Longfeng Baochai Yuan
- Author: Liang Yusheng
- Original title: 龍鳳寶釵緣
- Language: Chinese
- Genre: Wuxia
- Set in: 8th-century China
- Publisher: Ta Kung Pao
- Publication date: 25 June 1964 - 15 May 1966
- Publication place: Hong Kong
- Media type: Print
- ISBN: 9789861465647
- Preceded by: Datang Youxia Zhuan
- Followed by: Huijian Xinmo

= Longfeng Baochai Yuan =

1964–1966 serialised novel by Liang Yusheng

Longfeng Baochai Yuan, literally Romance of the Dragon and Phoenix Hairpins, is a wuxia novel by Liang Yusheng. It was first published as a serial between 25 June 1964 and 15 May 1966 in the Hong Kong newspaper Ta Kung Pao. The second part of a trilogy, it continues the saga begun in Datang Youxia Zhuan and precedes Huijian Xinmo.

Set in eighth-century China during the Tang dynasty amidst the aftermath of the An Lushan rebellion, the novel intertwines romance, revenge, and political intrigue through the story of Duan Keye and Shi Ruomei, whose fates are bound by their parents' promise and the symbolic Dragon and Phoenix Hairpins. Blending historical events with chivalric ideals, Longfeng Baochai Yuan explores themes of loyalty, misunderstanding, and moral integrity within a turbulent age.

== Publication history ==
Longfeng Baochai Yuan was first published as a serial between 25 June 1964 and 15 May 1966 in the Hong Kong newspaper Ta Kung Pao. Subsequent reprints include a 1986 edition by Inner Mongolia People's Publishing House, a 1988 edition by Heilongjiang People's Publishing House, a 1988 three-volume edition by Chinese and Foreign Cultural Publishing House, 1993 and 1996 three-volume editions by Cosmos Books, a 1996 two-volume edition by Guangdong Travel and Tourism Press, and a 2012 two-volume edition by the Sun Yat-Sen University Press.

== Plot summary ==
The novel is set in eighth-century China during the Tang dynasty. 16 years ago, close friends Duan Guizhang and Shi Yiru had arranged a marriage between their children – Duan Keye and Shi Ruomei – and sealed the pact by exchanging a pair of hairpins. Both men had died during the An Lushan rebellion, leaving their children to unknowingly inherit the promise.

Duan Keye, upon learning of his background, sets out to find his fiancée. Meanwhile, Shi Ruomei is adopted and raised by Xue Song under the name "Hongxian". When they first meet, Duan Keye and Shi Ruomei have deep misunderstandings towards each other which are later resolved with help from Shi Ruomei's childhood friend Nie Yinniang.

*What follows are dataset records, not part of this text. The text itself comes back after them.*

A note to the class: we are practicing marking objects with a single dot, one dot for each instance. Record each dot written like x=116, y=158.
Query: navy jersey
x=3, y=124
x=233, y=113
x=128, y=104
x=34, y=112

Meanwhile, Tie Mole, the protagonist of the first novel, is nominated to be chief of the wulin, but he faces competition from a rising star, Mou Shijie, whom he concedes to in order to avoid a power struggle like the one between the Dous and Wangs. As the story progresses, Mou Shijie reveals himself to be a power-hungry hypocrite. The heroes work together to thwart his schemes, culminating in a final confrontation where his treachery is exposed and he commits suicide.

In the aftermath, Tie Mole becomes the new chief of the wulin, while Duan Keye and Shi Ruomei are married, fulfilling the pact sealed by their parents.

== Principal characters ==
- Duan Keye – Duan Guizhang and Dou Xianniang's son who is raised by Xia Lingshuang.
- Shi Ruomei / Hongxian – Shi Yiru and Lu Mengdie's daughter who is raised by Xue Song.
- Nie Yinniang – a highly-skilled swordswoman and Shi Ruomei's friend.
- Fang Bifu – a swordsman who is Nie Yinniang's romantic partner.
- Tie Mole – an outlaw leader who becomes chief of the wulin.
- Mou Shijie – a descendant of Qiuranke and the chief of the wulin.
- Shi Chaoying – Shi Siming's daughter and Mou Shijie's wife.
- Xue Song – the military governor of Luzhou and Shi Ruomei's foster father.

== Reception and legacy ==
Longfeng Baochai Yuan shifts in tone from Datang Youxia Zhuan. While the latter is praised for its historical setting and chivalric elements, the former emphasises emotional conflict, romantic entanglements, and moral nuances against a backdrop of political turmoil. Critics have noted that this shift illustrates a transition in Liang Yusheng's writing style to blend psychological depth with martial-arts and historical elements.

Nie Yinniang, one of the main characters, has been highlighted by commentators as a particularly compelling character for her courage, principled stance, and emotional agency in adversity. Some essays also contrast her with other female characters in Liang Yusheng's wuxia novels whose motivations are more conflicted or morally ambivalent.